Libya and Yemen Try to Suppress Protests

84 dead in Libya, Yemen who knows.
Now that damn near every Muslim country in the world is in turmoil, we are stating to see this here.
The Hand Basket to hell is not big enough anymore.



The New York Times
Cities across northern Africa and the Middle East teetered on a knife’s edge on Saturday as shaken governments in Libya and Yemen made new moves to stifle waves of uprisings.

In Libya, where days of demonstrations have challenged the 41-year rule of Col. Muammar el-Qaddafi, new protests continued to flare even as the government continued a violent crackdown against the opposition. Libya also moved to shut off Internet access, mirroring a tactic used by Egyptian authorities to thwart an upheaval that eventually led to the ouster of President Hosni Mubarak.

Antigovernment marches in the impoverished nation of Yemen took a violent turn as pro-government supporters dressed in civilian clothes opened fire on a group opposing President Ali Abdullah Saleh, wounding at least four people. And hundreds of police in Algeria’s capital used clubs to overwhelm a small group of antigovernment demonstrators, according to news reports.
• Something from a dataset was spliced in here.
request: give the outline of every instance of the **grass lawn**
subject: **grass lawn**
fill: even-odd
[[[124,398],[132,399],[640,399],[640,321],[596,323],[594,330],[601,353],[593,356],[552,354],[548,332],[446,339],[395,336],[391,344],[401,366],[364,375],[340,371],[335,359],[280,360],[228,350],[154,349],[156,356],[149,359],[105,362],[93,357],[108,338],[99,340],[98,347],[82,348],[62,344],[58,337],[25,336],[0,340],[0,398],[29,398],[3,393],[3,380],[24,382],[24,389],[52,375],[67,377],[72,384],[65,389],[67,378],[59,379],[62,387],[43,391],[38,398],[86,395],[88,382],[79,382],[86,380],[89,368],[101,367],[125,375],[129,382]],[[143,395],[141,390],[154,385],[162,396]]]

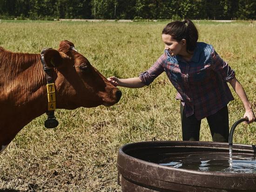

The New York-based group Human Rights Watch said that the death toll in Libya after three days of government crackdowns against protesters had risen to 84, and news reports said that bodies were continuing to flow into the country’s hospitals and morgues.

Libyan authorities appeared to cut off Internet service overnight, further obscuring the view into one of the region’s most isolated nations.